Hello, and welcome to Radio Rants. Who are we looking at today?
Swedish DJ Avicii is the latest in the David Guetta-Calvin Harris line of “DJs who engineered someone else’s hit trying to gain their own success”. Similar to how D.Guetta costarred the Black Eyed Peas’ largest single and Calvin Harris tapped with Rihanna in 2011, Avicii got his start when his song “Levels” (already an electronic hit) was sampled by Flo Rida for “Good Feeling”. After that, he’s been around while prepping his proper debut album True, from which we get “Wake Me Up!” And, despite only being responsible for notching one hit before “Wake Me Up!”, Avicii’s presence has been felt on the chart for the last year or so.
That “slap some acoustic guitar over a club jam” gimmick? He was near the start of that. “Good Feeling”, basically a “Levels” remix, brought that guitar to the front of the mix. About a year later, Ke$ha’s “Die Young” (a “Good Feeling” soundalike) used damn near the same chords, and was a major hit, too. And, thanks to the continued success of “strum your heart out” folkies like The Lumineers, we’re seeing more club meets folk/country abominations than we know what to do with. In short, Avicii is part of the reason that the Mumford and Sons/Ke$ha mash-up has gone from “silly novelty remix” to “eerily prophetic”.
Point of fairness, “Wake Me Up!” credibly sounds like a Mumford remix in so much that the guitar (care of Incubus’ Mike Enziger) has some honest to God texture to it instead of sounding like a few chords hammered out by the recording studio’s intern. The production on “Wake Me Up!’ overall is top notch, which should be no surprise, considering that it’s by a DJ. My favorite part of the song is the chorus before the proper synth hook comes back; the Mumford-style single bass drum, the guitar strumming, and bass all sound muscular without any hamfistedness. The synths themselves aren’t bad, and even follow a more “folk” sounding melody. “Wake Me Up!” is a deftly thorough exercise in genre cross-pollination.
But who on Earth is singing this thing? It’s not Avicii, is it? If so, the dude’s been on the wrong side of the recording booth. No, it turns out that those vocals belong to soul singer Aloe Blacc, whose biggest claim to fame is the opening for How to Make It In America. Blacc brings some emotional resonance to the song that might feel a little out of place, but it helps break up the song’s monotony (“Wake Me Up!”‘s biggest weakness is repetition–at a four minute runtime, the song could be a little tighter, or try a little more). What’s he singing about, though?
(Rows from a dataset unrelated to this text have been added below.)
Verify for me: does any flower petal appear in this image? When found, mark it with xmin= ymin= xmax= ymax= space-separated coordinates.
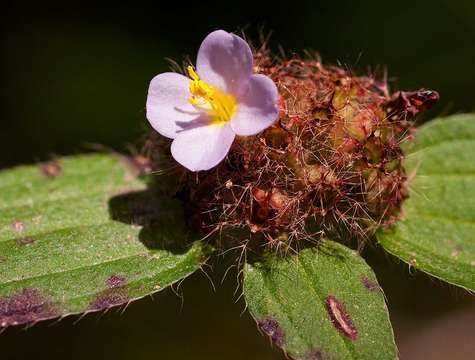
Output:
xmin=231 ymin=75 xmax=279 ymax=136
xmin=147 ymin=72 xmax=203 ymax=139
xmin=196 ymin=30 xmax=253 ymax=95
xmin=171 ymin=125 xmax=235 ymax=171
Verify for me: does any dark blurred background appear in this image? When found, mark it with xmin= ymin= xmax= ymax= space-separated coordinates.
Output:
xmin=0 ymin=0 xmax=475 ymax=360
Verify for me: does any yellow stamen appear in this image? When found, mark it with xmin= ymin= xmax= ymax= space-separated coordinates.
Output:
xmin=187 ymin=65 xmax=237 ymax=125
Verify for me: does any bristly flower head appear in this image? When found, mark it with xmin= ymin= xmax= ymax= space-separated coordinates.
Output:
xmin=147 ymin=30 xmax=279 ymax=171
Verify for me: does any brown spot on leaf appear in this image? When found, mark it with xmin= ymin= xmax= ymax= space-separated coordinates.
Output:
xmin=361 ymin=276 xmax=381 ymax=291
xmin=257 ymin=318 xmax=284 ymax=347
xmin=12 ymin=220 xmax=25 ymax=232
xmin=89 ymin=287 xmax=129 ymax=310
xmin=305 ymin=350 xmax=332 ymax=360
xmin=16 ymin=236 xmax=35 ymax=246
xmin=106 ymin=275 xmax=127 ymax=289
xmin=326 ymin=295 xmax=358 ymax=340
xmin=40 ymin=162 xmax=63 ymax=178
xmin=0 ymin=289 xmax=57 ymax=328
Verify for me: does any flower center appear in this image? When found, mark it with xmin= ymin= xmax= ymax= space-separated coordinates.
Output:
xmin=187 ymin=65 xmax=237 ymax=125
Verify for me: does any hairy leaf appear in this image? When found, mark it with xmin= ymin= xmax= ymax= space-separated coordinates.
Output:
xmin=377 ymin=115 xmax=475 ymax=290
xmin=244 ymin=241 xmax=397 ymax=360
xmin=0 ymin=154 xmax=205 ymax=328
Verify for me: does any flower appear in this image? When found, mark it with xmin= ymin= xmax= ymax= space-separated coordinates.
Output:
xmin=147 ymin=30 xmax=278 ymax=171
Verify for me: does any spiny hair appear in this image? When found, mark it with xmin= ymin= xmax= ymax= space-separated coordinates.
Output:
xmin=144 ymin=47 xmax=438 ymax=255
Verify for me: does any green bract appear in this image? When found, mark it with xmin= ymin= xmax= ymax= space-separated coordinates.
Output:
xmin=378 ymin=115 xmax=475 ymax=290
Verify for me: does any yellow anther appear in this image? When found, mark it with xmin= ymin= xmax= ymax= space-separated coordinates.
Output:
xmin=187 ymin=65 xmax=237 ymax=125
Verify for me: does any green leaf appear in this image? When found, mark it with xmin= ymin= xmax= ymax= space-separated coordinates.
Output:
xmin=244 ymin=241 xmax=397 ymax=360
xmin=377 ymin=115 xmax=475 ymax=290
xmin=0 ymin=154 xmax=205 ymax=328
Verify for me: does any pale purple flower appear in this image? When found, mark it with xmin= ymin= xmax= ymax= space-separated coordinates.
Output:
xmin=147 ymin=30 xmax=279 ymax=171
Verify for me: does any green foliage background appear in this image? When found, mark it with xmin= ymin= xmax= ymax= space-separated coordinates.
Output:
xmin=0 ymin=0 xmax=475 ymax=360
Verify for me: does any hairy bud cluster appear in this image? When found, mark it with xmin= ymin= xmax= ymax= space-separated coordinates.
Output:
xmin=148 ymin=50 xmax=438 ymax=249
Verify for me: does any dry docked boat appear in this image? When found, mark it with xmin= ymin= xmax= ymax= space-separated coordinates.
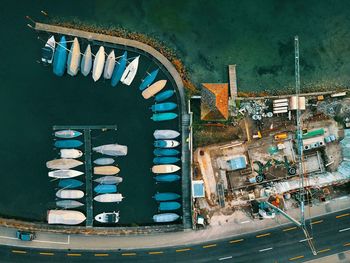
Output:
xmin=120 ymin=56 xmax=140 ymax=86
xmin=142 ymin=79 xmax=167 ymax=99
xmin=103 ymin=50 xmax=115 ymax=79
xmin=92 ymin=47 xmax=106 ymax=82
xmin=67 ymin=37 xmax=81 ymax=76
xmin=94 ymin=165 xmax=120 ymax=175
xmin=46 ymin=159 xmax=83 ymax=169
xmin=152 ymin=164 xmax=180 ymax=174
xmin=47 ymin=210 xmax=86 ymax=225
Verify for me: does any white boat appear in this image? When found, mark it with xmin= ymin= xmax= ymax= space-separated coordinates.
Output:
xmin=47 ymin=210 xmax=86 ymax=225
xmin=95 ymin=211 xmax=119 ymax=224
xmin=56 ymin=189 xmax=84 ymax=199
xmin=103 ymin=50 xmax=115 ymax=79
xmin=94 ymin=194 xmax=124 ymax=203
xmin=92 ymin=47 xmax=106 ymax=82
xmin=41 ymin=36 xmax=56 ymax=64
xmin=46 ymin=159 xmax=83 ymax=169
xmin=49 ymin=170 xmax=84 ymax=179
xmin=80 ymin=44 xmax=92 ymax=77
xmin=67 ymin=37 xmax=81 ymax=76
xmin=120 ymin=56 xmax=140 ymax=86
xmin=152 ymin=164 xmax=180 ymax=174
xmin=60 ymin=149 xmax=83 ymax=159
xmin=92 ymin=143 xmax=128 ymax=156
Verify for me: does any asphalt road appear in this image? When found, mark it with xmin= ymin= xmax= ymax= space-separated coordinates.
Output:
xmin=0 ymin=209 xmax=350 ymax=263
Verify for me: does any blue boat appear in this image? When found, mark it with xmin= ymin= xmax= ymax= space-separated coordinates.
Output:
xmin=153 ymin=157 xmax=180 ymax=164
xmin=111 ymin=51 xmax=128 ymax=87
xmin=154 ymin=174 xmax=180 ymax=183
xmin=94 ymin=184 xmax=117 ymax=194
xmin=151 ymin=112 xmax=177 ymax=121
xmin=158 ymin=202 xmax=181 ymax=211
xmin=53 ymin=36 xmax=67 ymax=77
xmin=139 ymin=69 xmax=159 ymax=90
xmin=54 ymin=140 xmax=83 ymax=148
xmin=58 ymin=179 xmax=83 ymax=189
xmin=155 ymin=90 xmax=175 ymax=102
xmin=151 ymin=102 xmax=177 ymax=112
xmin=153 ymin=193 xmax=180 ymax=201
xmin=153 ymin=148 xmax=180 ymax=156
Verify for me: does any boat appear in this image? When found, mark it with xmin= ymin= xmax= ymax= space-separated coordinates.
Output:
xmin=153 ymin=130 xmax=180 ymax=140
xmin=153 ymin=156 xmax=180 ymax=164
xmin=103 ymin=50 xmax=115 ymax=79
xmin=58 ymin=179 xmax=83 ymax=189
xmin=92 ymin=47 xmax=106 ymax=82
xmin=80 ymin=44 xmax=92 ymax=77
xmin=153 ymin=213 xmax=180 ymax=223
xmin=41 ymin=36 xmax=56 ymax=64
xmin=56 ymin=200 xmax=84 ymax=209
xmin=151 ymin=112 xmax=177 ymax=121
xmin=111 ymin=51 xmax=128 ymax=87
xmin=92 ymin=143 xmax=128 ymax=156
xmin=142 ymin=79 xmax=167 ymax=99
xmin=56 ymin=189 xmax=84 ymax=199
xmin=54 ymin=140 xmax=83 ymax=148
xmin=94 ymin=184 xmax=117 ymax=194
xmin=120 ymin=56 xmax=140 ymax=86
xmin=55 ymin=130 xmax=82 ymax=139
xmin=153 ymin=148 xmax=180 ymax=156
xmin=139 ymin=69 xmax=159 ymax=91
xmin=152 ymin=164 xmax=180 ymax=174
xmin=158 ymin=202 xmax=181 ymax=211
xmin=151 ymin=102 xmax=177 ymax=112
xmin=155 ymin=90 xmax=175 ymax=102
xmin=94 ymin=175 xmax=123 ymax=184
xmin=46 ymin=159 xmax=83 ymax=170
xmin=94 ymin=158 xmax=115 ymax=165
xmin=154 ymin=140 xmax=180 ymax=148
xmin=47 ymin=210 xmax=86 ymax=225
xmin=95 ymin=211 xmax=119 ymax=224
xmin=49 ymin=170 xmax=84 ymax=179
xmin=53 ymin=36 xmax=67 ymax=77
xmin=94 ymin=165 xmax=120 ymax=175
xmin=154 ymin=174 xmax=180 ymax=183
xmin=60 ymin=149 xmax=83 ymax=159
xmin=67 ymin=37 xmax=81 ymax=76
xmin=94 ymin=194 xmax=124 ymax=203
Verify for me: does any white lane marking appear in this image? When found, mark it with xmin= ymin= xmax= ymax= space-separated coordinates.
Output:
xmin=219 ymin=256 xmax=232 ymax=261
xmin=259 ymin=247 xmax=273 ymax=252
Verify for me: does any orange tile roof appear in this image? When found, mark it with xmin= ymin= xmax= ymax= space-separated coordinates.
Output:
xmin=201 ymin=83 xmax=228 ymax=121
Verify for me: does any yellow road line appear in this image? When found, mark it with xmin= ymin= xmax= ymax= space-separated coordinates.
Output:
xmin=256 ymin=233 xmax=271 ymax=238
xmin=283 ymin=226 xmax=297 ymax=232
xmin=335 ymin=213 xmax=350 ymax=218
xmin=230 ymin=238 xmax=244 ymax=244
xmin=289 ymin=256 xmax=304 ymax=261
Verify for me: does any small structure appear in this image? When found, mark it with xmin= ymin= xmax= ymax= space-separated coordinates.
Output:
xmin=201 ymin=83 xmax=228 ymax=121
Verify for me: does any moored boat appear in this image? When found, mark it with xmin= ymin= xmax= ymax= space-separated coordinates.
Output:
xmin=142 ymin=79 xmax=167 ymax=99
xmin=47 ymin=210 xmax=86 ymax=225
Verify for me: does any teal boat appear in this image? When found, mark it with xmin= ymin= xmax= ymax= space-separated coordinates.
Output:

“Feeling my way through the darkness/Guided by a beating heart” Either you just switched senses from touch to hearing, or that is a disgustingly literal line.
“They tell me I’m too young to understand/They say I’m caught up in a dream/Well life will pass me by if I don’t open up my eyes/Well that’s fine by me” That was the longest way to restate “Living is easy with eyes closed” I’ve heard.
“So wake me up when it’s all over/When I’m older and wiser/All this time I was finding myself” …what? You just said to let you dream, but now you want us to wake you up “when it’s all over” and you’ve found yourself? Ok, I guess…
“I tried to carry the weight of the world/But I only have two hands” I love this line just for how surprised it sounds. Was he going dream up a third hand?
“Wish that I could stay forever this young/Not afraid to close my eyes” Holy shit, dude, PICK ONE. No one says, “Yeah, I’m going to dream away my life for the next decade, but as soon as I’m older, then I’ll get it together”. Just because Avicii and company made a Mumford beat doesn’t mean they needed to play Mad Libz with Mumford lyrics. And I know I’m nitpicking, but with a delivery as large as Blacc’s, you’d think he was singing something of gravitas.
“Wake Me Up!” is ok. The beat’s nice, the production’s great, and the idea is interesting, but something about it doesn’t quite click. The song combines club pop and arena-style folk, but misses the most satisfying part of both: the payoff. There’s no rush or catharsis to “Wake Me Up!”, and so it has to settle for being good instead of great. It’s a solid hit for Avicii, but simply the next in a long-line of constructed anthems, all size, no weight.